What do Eleanor Roosevelt and Angelina Jolie have in common?

Dip down anywhere in the National Press Club’s 117-year history and we can find remarkable stories about events at our Club that contributed to American, world and social history. The Club’s History and Heritage team is highlighting just a few each month so our members can appreciate the role the Club has played for well over a century as the place where news happens. Here are a few from March:

Secretary of State Cordell Hull during 1938 luncheon
Secretary of State Cordell Hull during 1938 luncheon

March 15, 1974: King Hussein of Jordan tells the Club that a new political climate makes it a good time for Middle East peace.

March 8, 1994: Eduard Shevardnadze, who had been foreign affairs minister for the Soviet Union and a strong ally of Mikhail Gorbachev but is now the leader of his native Georgia, makes an impassioned speech for his small, embattled country which was facing huge economic problems as meddlesome Russians encouraged separatists to split it into even smaller pieces. He says through an interpreter that while Georgia is tiny, its fate is indicative of what will happen in the post-Cold War world. It will help define what a country is, and what influence Russia will have over its former empire.
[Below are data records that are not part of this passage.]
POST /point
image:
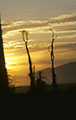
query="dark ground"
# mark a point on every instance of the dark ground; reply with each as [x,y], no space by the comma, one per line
[36,106]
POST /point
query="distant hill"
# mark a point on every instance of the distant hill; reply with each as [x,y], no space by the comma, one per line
[64,74]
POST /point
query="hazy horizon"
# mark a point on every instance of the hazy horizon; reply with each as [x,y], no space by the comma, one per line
[37,16]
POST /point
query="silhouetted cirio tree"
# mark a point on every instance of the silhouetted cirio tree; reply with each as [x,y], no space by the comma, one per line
[31,74]
[54,84]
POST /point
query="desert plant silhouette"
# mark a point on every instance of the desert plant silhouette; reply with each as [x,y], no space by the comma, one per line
[31,74]
[54,84]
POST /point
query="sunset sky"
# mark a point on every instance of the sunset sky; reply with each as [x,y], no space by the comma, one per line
[37,16]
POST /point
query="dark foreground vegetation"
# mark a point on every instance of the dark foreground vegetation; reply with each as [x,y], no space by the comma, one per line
[38,104]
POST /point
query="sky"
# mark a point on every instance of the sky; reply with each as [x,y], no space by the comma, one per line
[37,16]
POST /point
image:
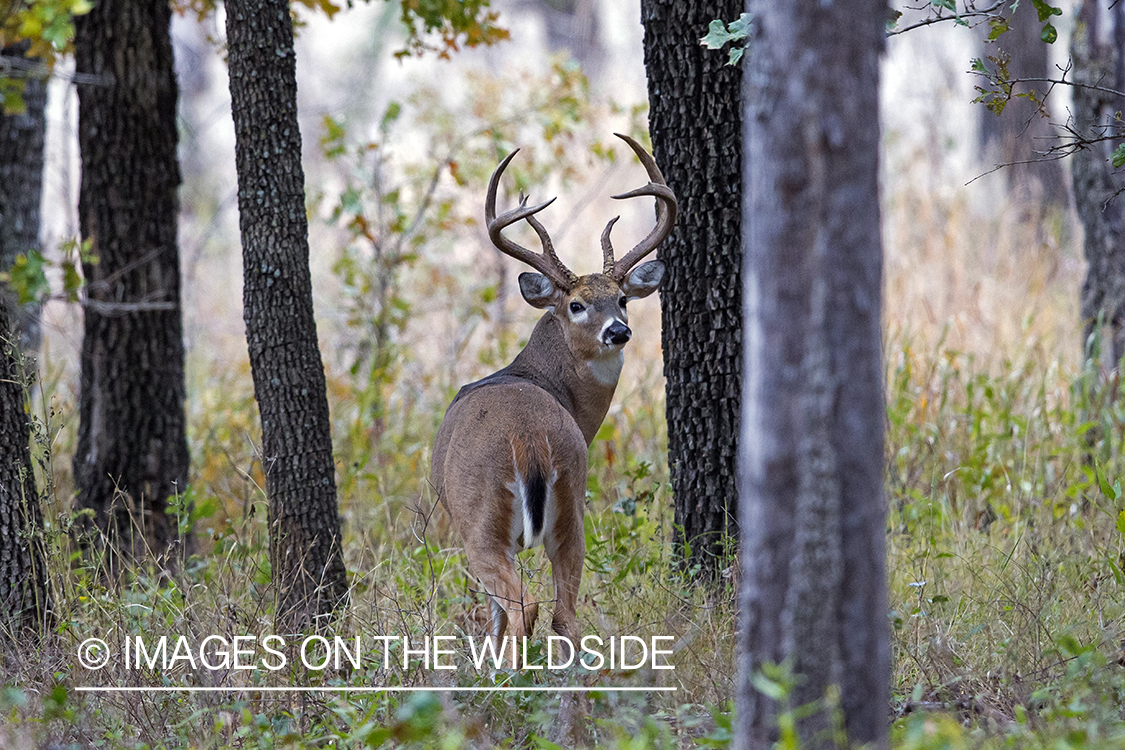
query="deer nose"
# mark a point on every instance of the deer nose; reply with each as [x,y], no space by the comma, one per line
[617,334]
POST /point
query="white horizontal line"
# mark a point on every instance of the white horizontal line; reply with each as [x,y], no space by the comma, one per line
[389,688]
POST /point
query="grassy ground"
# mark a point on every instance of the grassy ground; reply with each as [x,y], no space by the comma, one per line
[1005,533]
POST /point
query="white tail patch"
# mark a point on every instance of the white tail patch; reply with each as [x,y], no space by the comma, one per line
[522,534]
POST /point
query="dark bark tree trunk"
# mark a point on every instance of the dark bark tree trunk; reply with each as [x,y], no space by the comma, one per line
[24,595]
[132,448]
[1096,48]
[285,359]
[695,120]
[21,142]
[1020,134]
[812,511]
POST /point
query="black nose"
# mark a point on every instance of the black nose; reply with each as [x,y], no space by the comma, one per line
[617,334]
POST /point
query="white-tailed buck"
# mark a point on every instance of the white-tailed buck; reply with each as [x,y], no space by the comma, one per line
[510,458]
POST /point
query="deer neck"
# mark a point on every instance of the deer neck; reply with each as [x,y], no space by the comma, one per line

March 16, 1994: To honor Freedom of Information Day, the Club presents its International Freedom of the Press Award to Kalala Mbengo Kalau, a journalist from Zaire, which is now the Democratic Republic of the Congo. Kalau denounces its dictator, Mobutu Sese Seko. The next morning Kalala learned he would be killed if he returned. In addition, his pregnant wife, Silvie, was imperiled. The Club helped arrange to help Silvie flee Zaire and come to DC, and for legal help for both of them to earn refugee status to stay in the United States.